1. The Plain LLM — The Foundation
The AI products you use daily — ChatGPT, Claude, Gemini, and the like — are all powered by a Large Language Model, or LLM: the engine under the hood. This primer takes apart the system built around it, layer by layer.
"The capital of France is"
│
▼
┌───────────────┐
│ LLM │
└───────────────┘
│
▼
"Paris."
An LLM is, at its core, a text continuation engine: given some text, it produces the most likely next piece of text, token by token. No memory, no knowledge updates after training, no logic in the classical sense — just extraordinarily good pattern recognition over language. It doesn't "answer questions" — it continues text. That it appears to answer questions is because a question followed by a good answer is the most likely continuation.
A single LLM call is stateless — after each response, the model has complete amnesia. It knows nothing about any previous call. This single fact explains why chatbots resend the entire conversation every time (as we'll see in section 3).
One consequence of "pattern recognition over language" is easy to miss: nobody programmed the model to write poetry, debug code, or summarize legal contracts. These capabilities emerged from training on vast amounts of text — they were discovered, not designed. This is fundamentally different from traditional software, where every feature is explicitly built and individually tested. It explains why LLMs can do surprising things nobody anticipated — and fail in equally surprising ways nobody predicted.
Key concepts:
- Parameters (weights) — The model's learned knowledge, encoded as numbers (think of them as the model's "synapses"). Current models have parameters in the billions to trillions. More parameters ≈ more knowledge capacity, but with diminishing returns.
- Context Window — How much text the model can "see" at once. Measured in tokens. Current models range from ~100K to over a million tokens. Everything outside the window — prior messages, documents not included — is invisible to the model for that call.

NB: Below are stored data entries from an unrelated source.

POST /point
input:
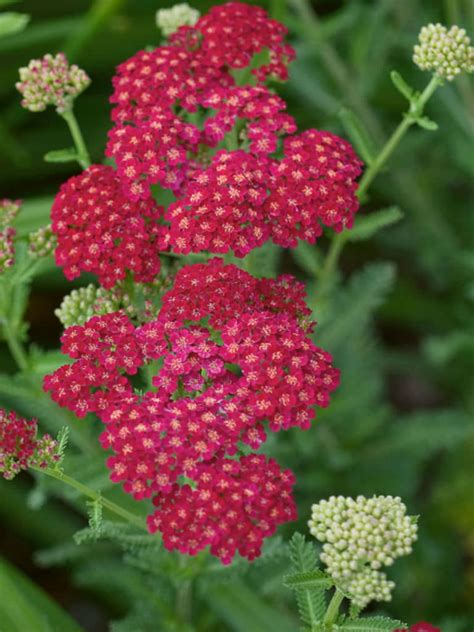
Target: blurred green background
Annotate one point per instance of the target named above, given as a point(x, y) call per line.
point(398, 320)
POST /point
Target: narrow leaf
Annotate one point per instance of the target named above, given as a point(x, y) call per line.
point(401, 85)
point(11, 23)
point(61, 155)
point(311, 579)
point(366, 226)
point(372, 624)
point(359, 136)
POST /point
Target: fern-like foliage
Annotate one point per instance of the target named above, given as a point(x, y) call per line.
point(372, 624)
point(310, 598)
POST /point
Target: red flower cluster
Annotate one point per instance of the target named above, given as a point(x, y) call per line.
point(233, 507)
point(422, 626)
point(223, 208)
point(314, 185)
point(198, 60)
point(20, 447)
point(233, 354)
point(8, 211)
point(240, 201)
point(101, 231)
point(156, 151)
point(263, 111)
point(104, 348)
point(230, 35)
point(173, 105)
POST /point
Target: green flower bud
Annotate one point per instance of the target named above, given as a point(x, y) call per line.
point(445, 53)
point(361, 536)
point(169, 20)
point(51, 81)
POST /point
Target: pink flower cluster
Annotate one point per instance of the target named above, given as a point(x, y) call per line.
point(233, 507)
point(199, 59)
point(20, 447)
point(175, 108)
point(233, 357)
point(241, 200)
point(101, 231)
point(422, 626)
point(8, 211)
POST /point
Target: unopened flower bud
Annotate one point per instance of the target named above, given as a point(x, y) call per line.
point(352, 525)
point(51, 81)
point(445, 53)
point(20, 447)
point(169, 20)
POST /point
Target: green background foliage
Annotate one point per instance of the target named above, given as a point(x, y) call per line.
point(397, 317)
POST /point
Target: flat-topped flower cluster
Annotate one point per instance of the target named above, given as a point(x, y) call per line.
point(230, 358)
point(21, 447)
point(196, 116)
point(196, 386)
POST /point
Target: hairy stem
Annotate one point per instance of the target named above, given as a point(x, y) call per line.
point(409, 119)
point(333, 609)
point(93, 495)
point(83, 157)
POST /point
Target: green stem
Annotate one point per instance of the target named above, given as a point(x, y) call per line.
point(409, 119)
point(333, 609)
point(82, 153)
point(15, 346)
point(93, 495)
point(416, 110)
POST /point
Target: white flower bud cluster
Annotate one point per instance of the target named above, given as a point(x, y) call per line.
point(360, 537)
point(51, 81)
point(42, 242)
point(78, 306)
point(85, 302)
point(169, 20)
point(446, 53)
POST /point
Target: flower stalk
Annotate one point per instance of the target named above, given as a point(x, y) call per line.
point(59, 475)
point(413, 116)
point(83, 157)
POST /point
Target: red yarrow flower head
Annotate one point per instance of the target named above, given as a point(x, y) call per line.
point(223, 207)
point(231, 34)
point(105, 351)
point(314, 186)
point(199, 60)
point(233, 506)
point(231, 357)
point(259, 112)
point(153, 151)
point(20, 446)
point(8, 211)
point(101, 231)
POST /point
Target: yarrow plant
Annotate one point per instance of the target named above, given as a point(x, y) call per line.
point(20, 446)
point(51, 81)
point(448, 53)
point(360, 537)
point(190, 364)
point(8, 211)
point(169, 20)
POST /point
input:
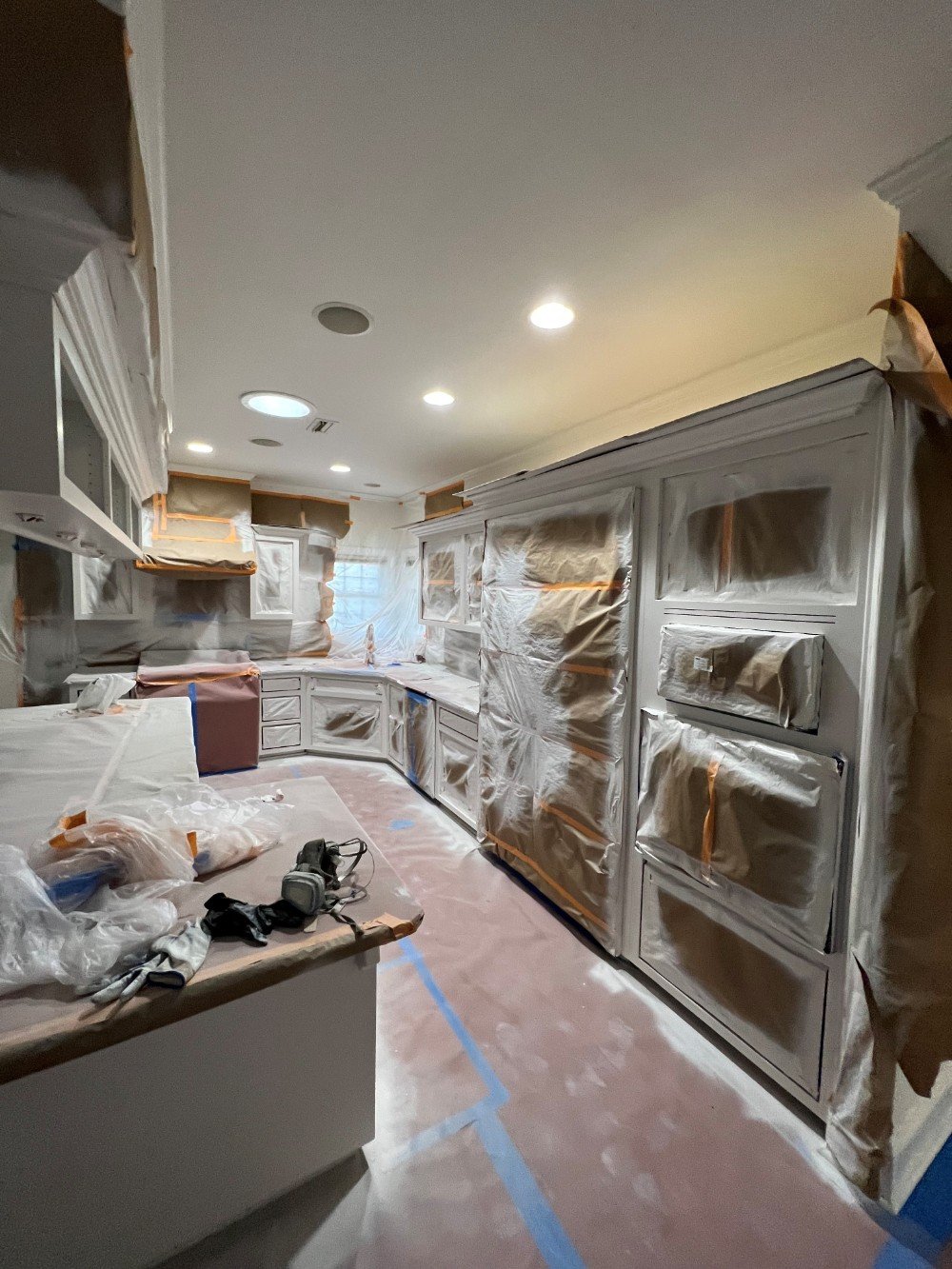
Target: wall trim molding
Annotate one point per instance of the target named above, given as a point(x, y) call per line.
point(913, 176)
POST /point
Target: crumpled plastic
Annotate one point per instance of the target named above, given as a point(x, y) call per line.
point(41, 944)
point(185, 831)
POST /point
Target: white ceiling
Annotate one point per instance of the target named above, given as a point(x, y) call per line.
point(689, 175)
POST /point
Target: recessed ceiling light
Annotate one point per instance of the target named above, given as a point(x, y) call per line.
point(438, 396)
point(278, 405)
point(343, 319)
point(552, 316)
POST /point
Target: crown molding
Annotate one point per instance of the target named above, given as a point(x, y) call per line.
point(913, 176)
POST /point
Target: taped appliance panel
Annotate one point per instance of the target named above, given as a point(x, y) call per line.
point(554, 686)
point(765, 994)
point(757, 822)
point(765, 675)
point(784, 526)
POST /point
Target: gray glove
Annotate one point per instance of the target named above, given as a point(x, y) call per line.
point(173, 960)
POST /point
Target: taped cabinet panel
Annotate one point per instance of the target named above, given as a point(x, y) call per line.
point(757, 822)
point(758, 674)
point(780, 526)
point(554, 685)
point(769, 997)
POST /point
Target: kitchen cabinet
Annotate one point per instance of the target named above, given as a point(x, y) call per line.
point(274, 582)
point(456, 766)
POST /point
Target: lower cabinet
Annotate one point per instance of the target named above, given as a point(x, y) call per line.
point(457, 770)
point(347, 719)
point(396, 724)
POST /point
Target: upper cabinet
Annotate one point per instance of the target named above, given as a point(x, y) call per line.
point(83, 415)
point(274, 582)
point(451, 578)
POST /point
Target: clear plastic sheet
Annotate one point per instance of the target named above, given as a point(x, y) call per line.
point(40, 944)
point(442, 574)
point(353, 724)
point(769, 997)
point(899, 983)
point(758, 674)
point(555, 637)
point(784, 525)
point(757, 822)
point(422, 742)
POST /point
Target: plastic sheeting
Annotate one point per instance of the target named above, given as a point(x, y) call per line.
point(442, 574)
point(899, 987)
point(757, 822)
point(757, 674)
point(780, 525)
point(422, 742)
point(202, 523)
point(771, 998)
point(346, 724)
point(555, 647)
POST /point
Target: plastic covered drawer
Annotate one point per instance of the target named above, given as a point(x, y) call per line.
point(280, 683)
point(758, 674)
point(764, 993)
point(754, 820)
point(281, 708)
point(281, 736)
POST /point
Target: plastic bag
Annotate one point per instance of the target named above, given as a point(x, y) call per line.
point(227, 830)
point(112, 848)
point(40, 944)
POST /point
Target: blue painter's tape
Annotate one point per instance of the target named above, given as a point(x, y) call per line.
point(555, 1245)
point(544, 1226)
point(931, 1202)
point(472, 1050)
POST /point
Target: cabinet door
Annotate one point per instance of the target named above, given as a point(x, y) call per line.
point(342, 724)
point(457, 774)
point(274, 583)
point(103, 590)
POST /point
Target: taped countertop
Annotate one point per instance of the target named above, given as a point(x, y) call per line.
point(41, 1027)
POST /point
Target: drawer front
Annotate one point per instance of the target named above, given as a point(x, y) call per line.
point(457, 723)
point(281, 735)
point(764, 993)
point(281, 708)
point(347, 689)
point(280, 683)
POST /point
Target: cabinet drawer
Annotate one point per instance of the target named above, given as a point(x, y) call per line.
point(281, 735)
point(280, 683)
point(457, 723)
point(768, 995)
point(347, 689)
point(281, 708)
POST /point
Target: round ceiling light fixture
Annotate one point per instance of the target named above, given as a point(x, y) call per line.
point(440, 397)
point(552, 316)
point(277, 405)
point(342, 319)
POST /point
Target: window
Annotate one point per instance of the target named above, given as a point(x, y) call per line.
point(358, 590)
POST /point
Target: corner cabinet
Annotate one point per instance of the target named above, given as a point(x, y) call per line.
point(274, 582)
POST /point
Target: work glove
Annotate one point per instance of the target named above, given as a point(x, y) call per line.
point(173, 960)
point(228, 918)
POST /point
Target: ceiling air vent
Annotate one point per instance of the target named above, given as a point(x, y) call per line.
point(322, 424)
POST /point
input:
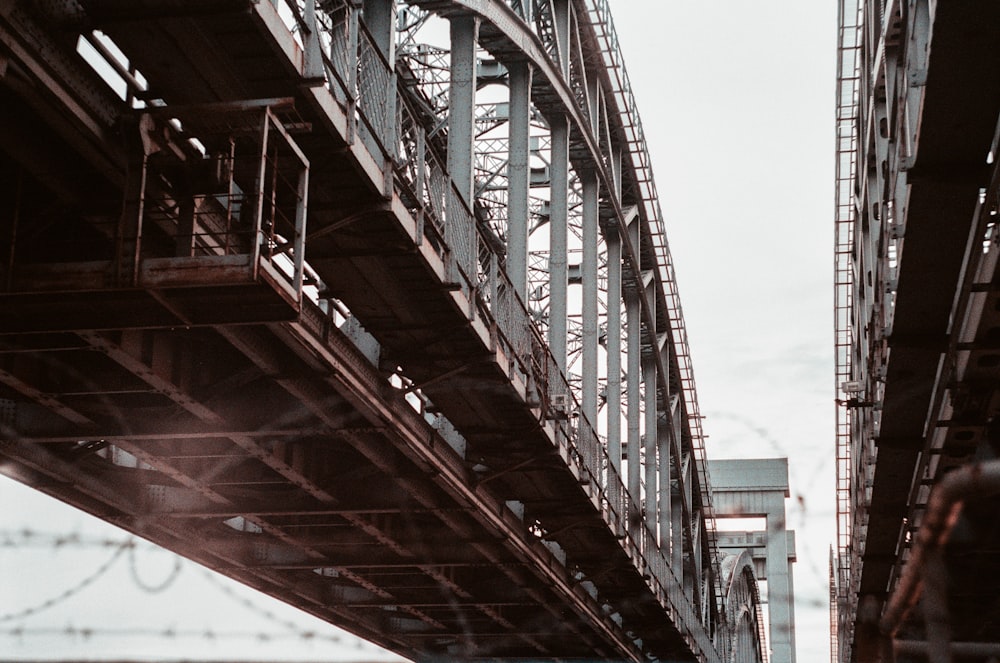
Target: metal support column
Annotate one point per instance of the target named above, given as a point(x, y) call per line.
point(461, 228)
point(518, 175)
point(650, 440)
point(679, 499)
point(380, 19)
point(632, 375)
point(560, 13)
point(614, 348)
point(779, 583)
point(558, 214)
point(591, 188)
point(663, 497)
point(461, 103)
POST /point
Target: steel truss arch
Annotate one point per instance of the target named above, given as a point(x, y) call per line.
point(508, 37)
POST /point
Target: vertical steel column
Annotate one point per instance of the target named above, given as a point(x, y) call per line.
point(460, 228)
point(559, 204)
point(632, 374)
point(779, 598)
point(679, 499)
point(461, 103)
point(650, 439)
point(663, 499)
point(560, 15)
point(380, 19)
point(591, 187)
point(558, 214)
point(614, 348)
point(518, 175)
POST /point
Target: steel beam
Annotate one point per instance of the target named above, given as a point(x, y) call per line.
point(632, 375)
point(650, 440)
point(614, 349)
point(591, 188)
point(518, 175)
point(558, 215)
point(462, 103)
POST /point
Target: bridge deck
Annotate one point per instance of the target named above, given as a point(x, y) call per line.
point(275, 450)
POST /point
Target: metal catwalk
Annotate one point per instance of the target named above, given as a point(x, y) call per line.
point(369, 307)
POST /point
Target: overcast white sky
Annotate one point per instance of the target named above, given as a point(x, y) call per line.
point(736, 99)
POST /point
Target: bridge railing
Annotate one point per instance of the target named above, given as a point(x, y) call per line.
point(361, 79)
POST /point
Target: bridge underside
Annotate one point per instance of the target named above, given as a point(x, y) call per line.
point(925, 292)
point(195, 398)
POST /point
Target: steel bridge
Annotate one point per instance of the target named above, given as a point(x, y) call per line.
point(367, 306)
point(917, 331)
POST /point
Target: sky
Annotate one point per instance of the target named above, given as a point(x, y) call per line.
point(736, 100)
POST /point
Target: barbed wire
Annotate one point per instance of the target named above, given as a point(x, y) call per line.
point(72, 591)
point(27, 537)
point(173, 633)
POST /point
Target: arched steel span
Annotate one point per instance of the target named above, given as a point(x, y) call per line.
point(507, 35)
point(743, 610)
point(352, 173)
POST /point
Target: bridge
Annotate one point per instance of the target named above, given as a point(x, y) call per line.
point(369, 307)
point(918, 102)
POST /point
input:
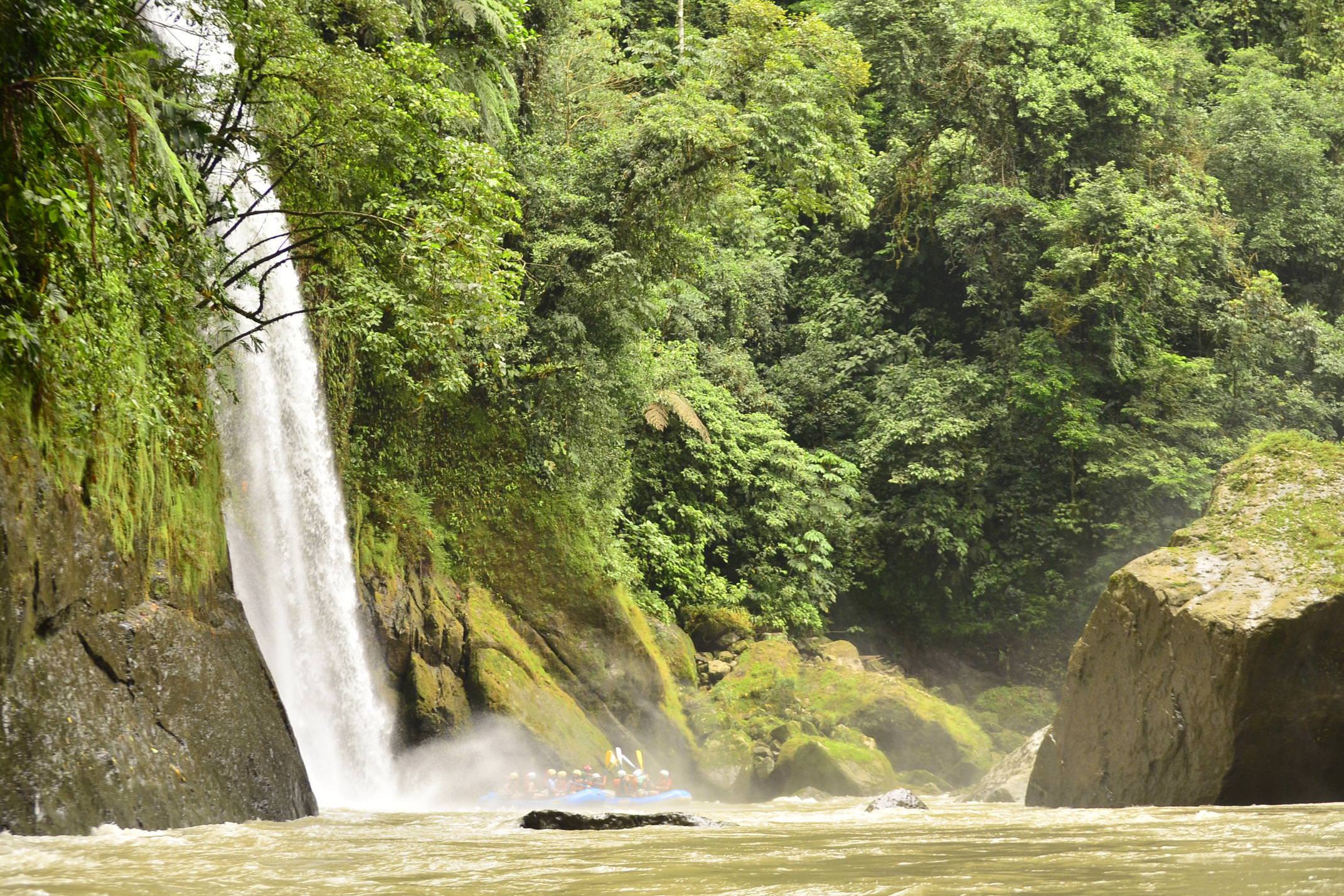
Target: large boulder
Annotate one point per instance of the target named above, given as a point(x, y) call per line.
point(1212, 671)
point(773, 690)
point(835, 766)
point(1007, 781)
point(131, 692)
point(507, 678)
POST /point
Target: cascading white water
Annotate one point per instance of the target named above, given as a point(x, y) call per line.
point(288, 538)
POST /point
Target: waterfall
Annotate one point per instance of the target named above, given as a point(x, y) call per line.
point(285, 516)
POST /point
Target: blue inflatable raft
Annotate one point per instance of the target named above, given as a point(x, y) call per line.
point(592, 797)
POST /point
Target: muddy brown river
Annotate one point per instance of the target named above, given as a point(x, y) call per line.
point(774, 848)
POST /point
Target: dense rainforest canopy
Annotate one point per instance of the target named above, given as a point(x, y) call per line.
point(913, 315)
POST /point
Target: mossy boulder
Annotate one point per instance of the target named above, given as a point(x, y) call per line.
point(541, 560)
point(718, 627)
point(676, 649)
point(437, 699)
point(1212, 669)
point(1007, 781)
point(507, 678)
point(835, 766)
point(774, 692)
point(913, 727)
point(128, 693)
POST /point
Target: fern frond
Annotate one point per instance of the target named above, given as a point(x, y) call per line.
point(668, 402)
point(656, 415)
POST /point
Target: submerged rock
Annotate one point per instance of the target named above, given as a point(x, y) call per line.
point(811, 793)
point(1212, 671)
point(558, 820)
point(898, 798)
point(1007, 781)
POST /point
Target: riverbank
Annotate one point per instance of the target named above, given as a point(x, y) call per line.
point(784, 846)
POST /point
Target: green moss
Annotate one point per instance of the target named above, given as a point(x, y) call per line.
point(914, 728)
point(507, 678)
point(1284, 498)
point(162, 506)
point(1023, 708)
point(834, 766)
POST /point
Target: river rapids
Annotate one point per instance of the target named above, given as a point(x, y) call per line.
point(831, 846)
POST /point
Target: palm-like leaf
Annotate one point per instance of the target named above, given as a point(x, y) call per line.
point(666, 405)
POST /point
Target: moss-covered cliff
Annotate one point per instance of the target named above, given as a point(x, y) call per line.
point(780, 722)
point(1212, 669)
point(536, 636)
point(131, 685)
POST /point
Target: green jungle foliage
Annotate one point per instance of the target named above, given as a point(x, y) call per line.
point(913, 315)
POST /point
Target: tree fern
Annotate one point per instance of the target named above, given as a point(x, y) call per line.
point(666, 405)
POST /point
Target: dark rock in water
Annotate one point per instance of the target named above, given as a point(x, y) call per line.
point(898, 798)
point(127, 699)
point(558, 820)
point(1212, 671)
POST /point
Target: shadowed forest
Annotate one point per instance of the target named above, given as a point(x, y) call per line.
point(905, 319)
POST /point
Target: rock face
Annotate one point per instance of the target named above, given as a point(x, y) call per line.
point(900, 798)
point(1213, 671)
point(557, 820)
point(124, 696)
point(773, 698)
point(1007, 781)
point(834, 766)
point(574, 687)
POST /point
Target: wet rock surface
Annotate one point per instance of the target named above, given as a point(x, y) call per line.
point(1212, 671)
point(1007, 781)
point(898, 798)
point(122, 699)
point(557, 820)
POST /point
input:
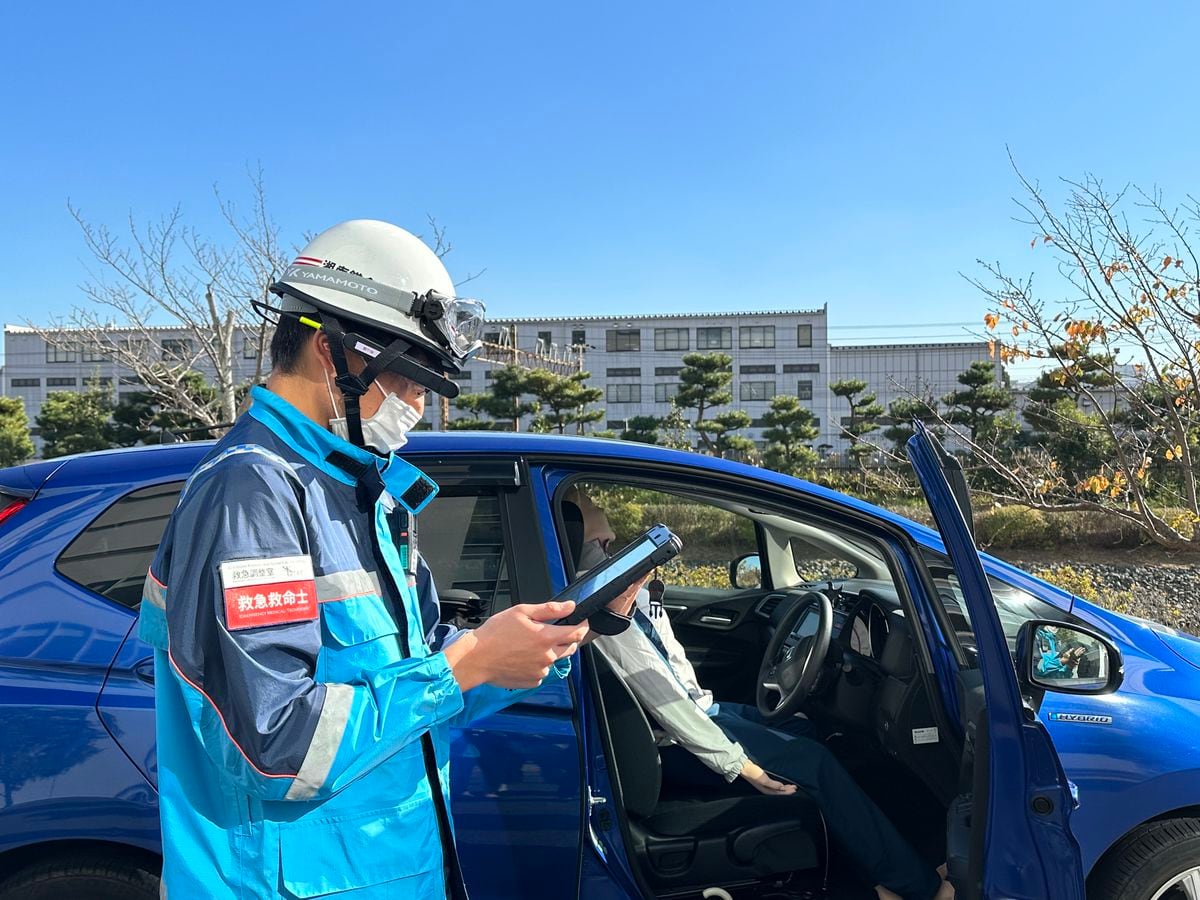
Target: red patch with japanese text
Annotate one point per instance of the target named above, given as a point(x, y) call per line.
point(268, 592)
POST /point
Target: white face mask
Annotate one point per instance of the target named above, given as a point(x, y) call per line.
point(387, 430)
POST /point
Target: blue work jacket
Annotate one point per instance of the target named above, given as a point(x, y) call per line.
point(303, 718)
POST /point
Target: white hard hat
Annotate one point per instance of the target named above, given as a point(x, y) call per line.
point(378, 275)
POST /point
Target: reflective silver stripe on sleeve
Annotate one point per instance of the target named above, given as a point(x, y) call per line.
point(325, 741)
point(353, 582)
point(154, 592)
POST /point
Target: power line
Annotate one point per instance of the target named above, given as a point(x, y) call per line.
point(918, 324)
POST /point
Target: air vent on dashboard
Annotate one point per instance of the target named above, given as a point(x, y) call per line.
point(769, 604)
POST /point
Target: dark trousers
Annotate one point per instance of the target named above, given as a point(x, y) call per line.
point(789, 750)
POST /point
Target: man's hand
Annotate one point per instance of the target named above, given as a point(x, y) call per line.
point(515, 648)
point(763, 783)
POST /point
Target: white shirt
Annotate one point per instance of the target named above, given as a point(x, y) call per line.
point(671, 695)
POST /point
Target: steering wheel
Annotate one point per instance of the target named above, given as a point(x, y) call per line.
point(791, 667)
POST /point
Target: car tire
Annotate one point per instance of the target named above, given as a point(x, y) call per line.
point(93, 876)
point(1147, 861)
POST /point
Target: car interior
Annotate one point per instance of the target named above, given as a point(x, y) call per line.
point(753, 582)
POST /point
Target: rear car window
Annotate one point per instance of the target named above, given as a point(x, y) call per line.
point(113, 553)
point(463, 541)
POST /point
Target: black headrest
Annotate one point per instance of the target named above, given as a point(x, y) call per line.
point(637, 763)
point(573, 521)
point(899, 659)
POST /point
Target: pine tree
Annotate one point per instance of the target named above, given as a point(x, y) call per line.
point(705, 384)
point(642, 430)
point(563, 401)
point(77, 423)
point(16, 444)
point(789, 432)
point(864, 413)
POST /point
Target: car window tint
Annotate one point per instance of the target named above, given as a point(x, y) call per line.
point(113, 553)
point(462, 539)
point(712, 537)
point(1013, 605)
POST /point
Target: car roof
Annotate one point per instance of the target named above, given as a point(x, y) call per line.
point(163, 462)
point(184, 456)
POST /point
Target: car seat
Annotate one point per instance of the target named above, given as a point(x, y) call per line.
point(719, 837)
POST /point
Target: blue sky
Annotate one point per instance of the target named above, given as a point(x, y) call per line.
point(600, 157)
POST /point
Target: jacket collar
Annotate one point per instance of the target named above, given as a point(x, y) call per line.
point(315, 444)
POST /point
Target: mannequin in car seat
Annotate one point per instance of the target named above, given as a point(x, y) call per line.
point(702, 739)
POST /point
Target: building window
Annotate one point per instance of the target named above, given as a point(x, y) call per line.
point(91, 352)
point(757, 390)
point(177, 348)
point(753, 337)
point(714, 339)
point(624, 340)
point(137, 347)
point(670, 339)
point(624, 394)
point(60, 353)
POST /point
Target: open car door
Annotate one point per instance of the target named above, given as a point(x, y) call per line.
point(1009, 828)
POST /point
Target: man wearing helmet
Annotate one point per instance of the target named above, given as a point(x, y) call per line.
point(305, 688)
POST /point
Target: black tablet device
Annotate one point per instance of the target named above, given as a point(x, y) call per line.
point(600, 586)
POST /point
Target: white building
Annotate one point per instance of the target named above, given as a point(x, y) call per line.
point(634, 359)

- Temperature — The creativity dial. 0 = deterministic (always the most likely answer). Higher = more creative/random. Most products default to somewhere in the middle. Low for code and factual tasks, higher for brainstorming and creative writing.
- Training vs. Inference — Training: the model learns from data (months, millions of $). Inference: the model answers a question (milliseconds, cents).
The temperature parameter hints at something deeper: an LLM is a probability machine. Every response is a fresh sample from a distribution of likely continuations. Given the same input, it can produce different output every time. This is unlike every other piece of software you've used — a spreadsheet, a search engine, a calculator all give identical results for identical input. An LLM doesn't. This single property shapes everything about how AI products are built, and — as we'll see in section 6 — how developers work around it.
Tokens — The Machine's Language
"Strawberry fields forever"
│
▼
["Str", "aw", "berry", " fields", " forever"]
(Tokens)
│
▼
[2645, 675, 15717, 5765, 8901]
(Token IDs — what the model sees)
Before the LLM processes anything, text is split into tokens — word fragments with numeric IDs. The model never sees raw text — it sees only these tokens. This seems like a technical detail, but it has big consequences.
Why tokens explain so much "weird" LLM behavior: Ask a model "How many r's in strawberry?" — a famous example. Older models got it wrong, because "strawberry" becomes three tokens — "Str", "aw", "berry" — and the model has no access to the individual letters inside them. It was guessing, not counting. Current models often get such questions right — partly because famous examples appear in training data, and partly because newer models can "think" step by step, effectively reasoning their way to the correct count.
Arithmetic is similar. A number like "184723" might be split into ["184", "723"]. The model doesn't see a number — it sees two unrelated text fragments. That's why LLMs can reason about math conceptually but fumble basic calculations.
Tokens also explain why some LLMs work better in English than in other languages. Tokenizers learn which character combinations to group together based on their training data — and that data has historically been dominated by English. As a result, English text gets compressed into fewer, larger tokens. German or Japanese text gets split into more, smaller pieces — meaning the same content uses more tokens, fills the context window faster, costs more, and generally gets worse results.